Both sides now need another magic moment

There are occasions in football, special moments, when history changes before your very eyes; and Arsenal and Liverpool fans may well find themselves drifting back 26 years when the Premier League’s first and third-placed teams meet today, dreaming of recreating just such a turning point.

The match that sends both sets of supporters dewy-eyed, either with tears of joy or happiness, is the 1987 League Cup final when Liverpool, appearing in their eighth major final in 10 years, were at the height of their powers and Arsenal, trophyless since 1979, were dreaming of a renaissance under new manager George Graham.

Arsenal’s 2-1 victory that day, secured by goals from Scottish striker Charlie Nicholas, has since become enshrined in north London legend as the moment a new era began; and although Liverpool went on to win further trophies, including league titles in 1988 and 1990, it may well have been the start of their decline too.

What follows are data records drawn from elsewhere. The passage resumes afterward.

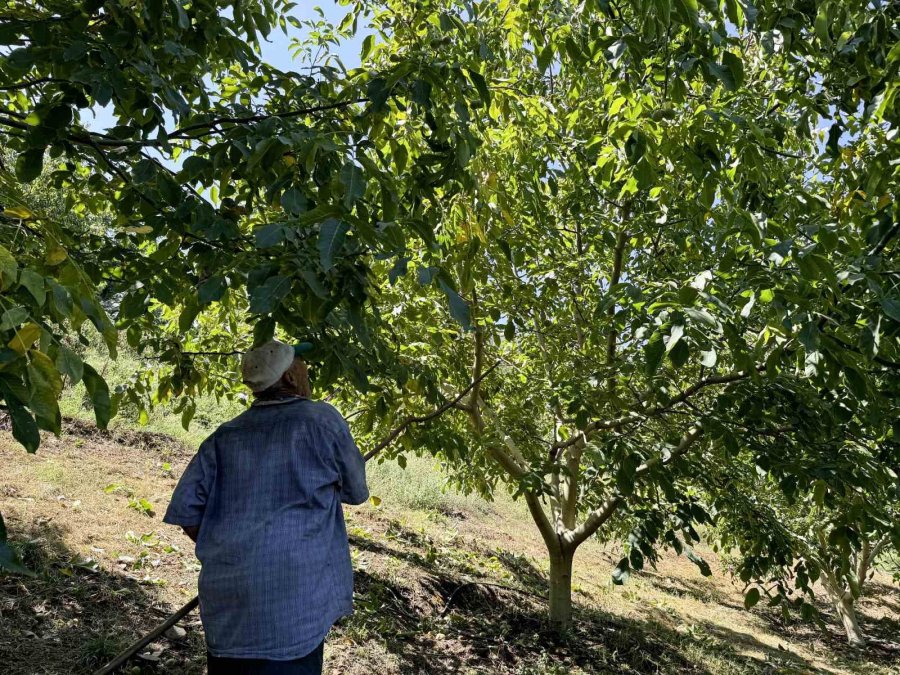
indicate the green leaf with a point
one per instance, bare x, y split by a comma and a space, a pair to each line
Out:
701, 317
24, 427
98, 392
368, 43
269, 235
264, 298
45, 386
481, 85
29, 165
751, 598
891, 307
13, 317
621, 572
653, 354
294, 201
723, 74
34, 282
212, 289
675, 334
354, 183
332, 234
701, 564
8, 268
689, 10
69, 364
25, 337
822, 25
856, 382
735, 66
459, 308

The Times match report published on April 6, 1987, was surprisingly visionary in that respect; headlined ‘Sunrise thanks to Nicholas’ it spoke of such a possibility, concluding the result “ushered Arsenal towards a horizon that grows brightly but darkened that of Liverpool”.

At the very root of that verdict was the demise of one of football’s most remarkable statistics — and the end of a huge psychological advantage it had provided Liverpool until that point.

Striker Ian Rush went into the final having scored 144 times for the Anfield giants; and in all that time he had never been on the losing side in any game in which he hit the net.

‘If Rush scores, Liverpool win’ was a phrase repeated almost weekly in those days and when you consider his record included 122 victories and 22 draws it understandably had a powerful effect on opponents.

So when Rush scored against Arsenal after 23 minutes, sweeping home a ball from Steve McMahon, there was a deep intake of breath in the Arsenal end.

I was at Wembley that day and even the most optimistic Arsenal fan suffered, at that second, a moment of doubt. But then a miracle happened.

Graham’s emerging side, full of energy and the bravado of youth, surged forward and hit the woodwork through Paul Davis and again through Nicholas before the latter, already a terrace hero at Highbury even before this momentous fixture, poked home a Viv Anderson cross for 1-1 in the 30th minute.

The winner, which Nicholas was credited with but deflected decisively off Ronnie Whelan from a Perry Groves cross, arrived in the 83rd minute and suddenly something in the air changed for both teams.

For Arsenal it was the start of an exciting new era which saw them win the league title two years later and set the ambition levels higher than ever before. For Liverpool, who eventually lost the title to Everton in 1987, it saw the aura of invincibility that had shrouded their every move suddenly start to thin.

Rush, writing in the Guardian many years later, admits it was something of landmark moment.

“I’d been at Liverpool for seven years and it was incredible to go that long without losing when I’d scored,” he said.

“I remember walking around after we had lost against Arsenal. With my record going and my move to Juventus set up it felt like the end of an era. But maybe it was fate. After seven years and all those games and goals we’d never been beaten when I scored, but the following week we went to Norwich and lost 2-1 and I scored then too.”

Fast forward 26-and-a-half years and we have another Arsenal-Liverpool fixture that has the potential to both influence history and shape the future of two great clubs.

Victory at the Emirates would mark Brendan Rodgers’ side out as serious title contenders following a hugely promising start to the campaign in which Luis Suarez and Daniel Sturridge have shared the Rush role; defeat, however, would provide a huge fillip to leaders Arsenal, unbeaten in the league since the opening day but yet to convince critics they have the staying power to remain trailblazers all the way to May.

One way or another, you suspect, November will begin with a sea of red in north London and two sets of fans with history on their minds; but whether the sun is rising or setting on their dreams is very much in the balance.

April 5, 1987: Wembley Stadium

Arsenal 2 (Nicholas 30, 83)Liverpool 1 (Rush 23)

ARSENAL: John Lukic, Viv Anderson, Kenny Sansom, Steve Williams, David O’Leary, Tony Adams, David Rocastle, Paul Davis, Niall Quinn (Perry Groves), Charles Nicholas, Martin Hayes (Michael Thomas).

LIVERPOOL: Bruce Grobbelaar, Gary Gillespie, Barry Venison, Nigel Spackman, Ronnie Whelan, Alan Hansen, Paul Walsh (Kenny Dalglish), Craig Johnston, Ian Rush, Jan Molby, Steve McMahon (John Wark).